The chancellor of the exchequer has announced that the government will legislate to introduce a cap on the cost of payday loans.
The cap will be formally established through amendments to the Banking Reform Bill which is currently going through parliament.
The announcement builds on the steps that the government has already taken to help consumers. It has created a new regulator, the Financial Conduct Authority (FCA), with much stronger powers to protect consumers in financial services, and has given the FCA powers to cap the cost of payday loans. This amendment will put a duty on the FCA to use those powers to impose a cap.
To ensure that there is an evidence-based approach to designing the cap, the government is asking the FCA as regulator to use its existing planned work to report on its proposed approach.
Meanwhile, payday lenders are already on notice following the announcement by the FCA of tough new rules they will have to meet next year.
Chancellor of the exchequer, George Osborne said: “We have created a powerful new consumer regulator to regulate the payday lending industry and now we’re asking them to set a cap on the cost of credit. That will make sure that hardworking people are served by the banking system. It is a far change from the situation we inherited, where the industry was almost entirely unregulated.
“We’re going to have a cap on the total cost of credit – we’re looking at the whole package, not just the interest fee, but also the arrangement fees as well as the penalty fees. This is all about having a banking system that works for hardworking people and making sure some of the absolutely outrageous fees and unacceptable practices are dealt with. It’s all about the government being on the side of hardworking people.”
Russell Hamblin-Boone, chief executive of the Consumer Finance Association, which represents the major short-term lenders operating in the UK, said: “We are surprised by the government’s announcement as we already have voluntary caps on the number of times a loan can be extended and on fees and interest for people in financial difficulty.

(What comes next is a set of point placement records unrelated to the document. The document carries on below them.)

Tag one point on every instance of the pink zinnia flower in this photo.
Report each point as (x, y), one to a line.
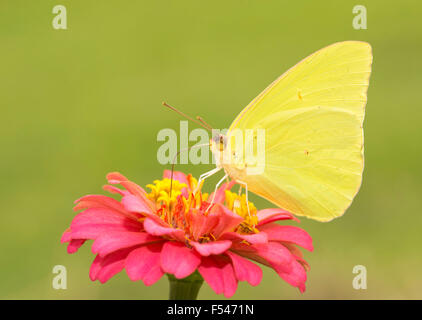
(150, 234)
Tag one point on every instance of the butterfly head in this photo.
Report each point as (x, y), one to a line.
(218, 143)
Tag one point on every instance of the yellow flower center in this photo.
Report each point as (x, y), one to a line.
(237, 204)
(160, 192)
(172, 208)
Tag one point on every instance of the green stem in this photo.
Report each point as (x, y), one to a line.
(186, 288)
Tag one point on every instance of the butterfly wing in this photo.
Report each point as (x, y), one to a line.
(312, 116)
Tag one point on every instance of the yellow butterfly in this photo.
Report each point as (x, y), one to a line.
(312, 116)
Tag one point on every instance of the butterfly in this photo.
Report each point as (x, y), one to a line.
(312, 116)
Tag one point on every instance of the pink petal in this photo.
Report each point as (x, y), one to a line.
(178, 259)
(270, 215)
(134, 204)
(115, 190)
(202, 224)
(296, 277)
(227, 220)
(116, 240)
(212, 247)
(272, 254)
(245, 270)
(254, 238)
(134, 189)
(103, 268)
(153, 228)
(74, 245)
(90, 223)
(115, 177)
(288, 234)
(218, 272)
(144, 264)
(98, 201)
(67, 236)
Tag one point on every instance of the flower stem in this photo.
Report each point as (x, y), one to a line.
(186, 288)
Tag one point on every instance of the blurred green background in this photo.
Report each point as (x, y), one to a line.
(79, 103)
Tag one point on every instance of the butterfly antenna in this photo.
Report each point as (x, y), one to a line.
(186, 116)
(203, 122)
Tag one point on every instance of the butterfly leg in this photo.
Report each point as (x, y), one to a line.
(205, 175)
(246, 192)
(215, 191)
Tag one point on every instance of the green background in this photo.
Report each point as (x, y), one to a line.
(79, 103)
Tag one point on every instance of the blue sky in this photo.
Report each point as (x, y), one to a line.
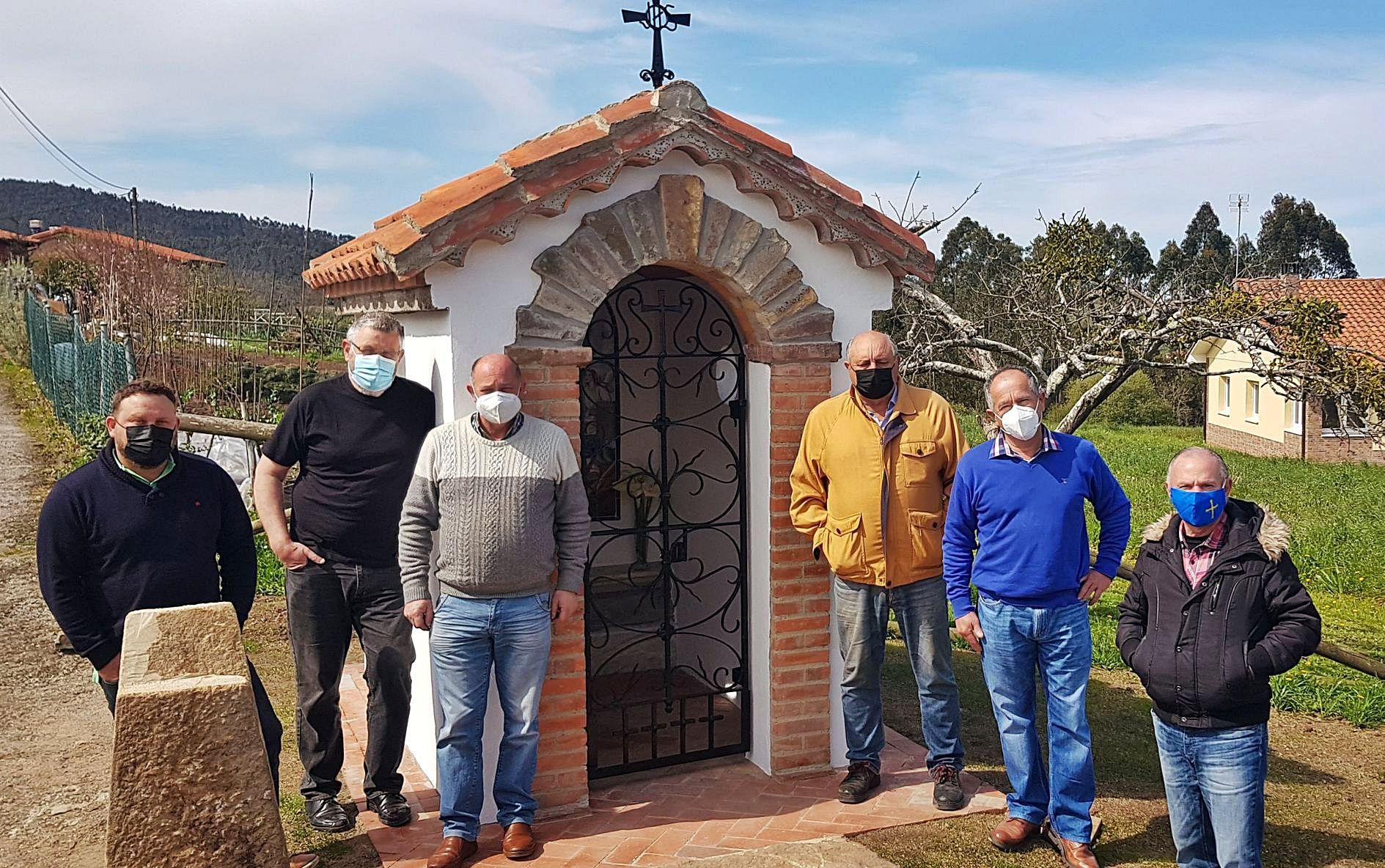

“If the objective of the proposed cap is to drive out rogue lenders the Australian experience has had some success, however it has not reduced household debt or the need for credit. Instead there has been an increase in the number of people who turn to the growing illegal lending market, which the Australian regulator has admitted is a problem.
“We look forward to the detailed discussions as to how a cap on the cost of credit will actually benefit consumers in the UK and impact on the availability of flexible credit.”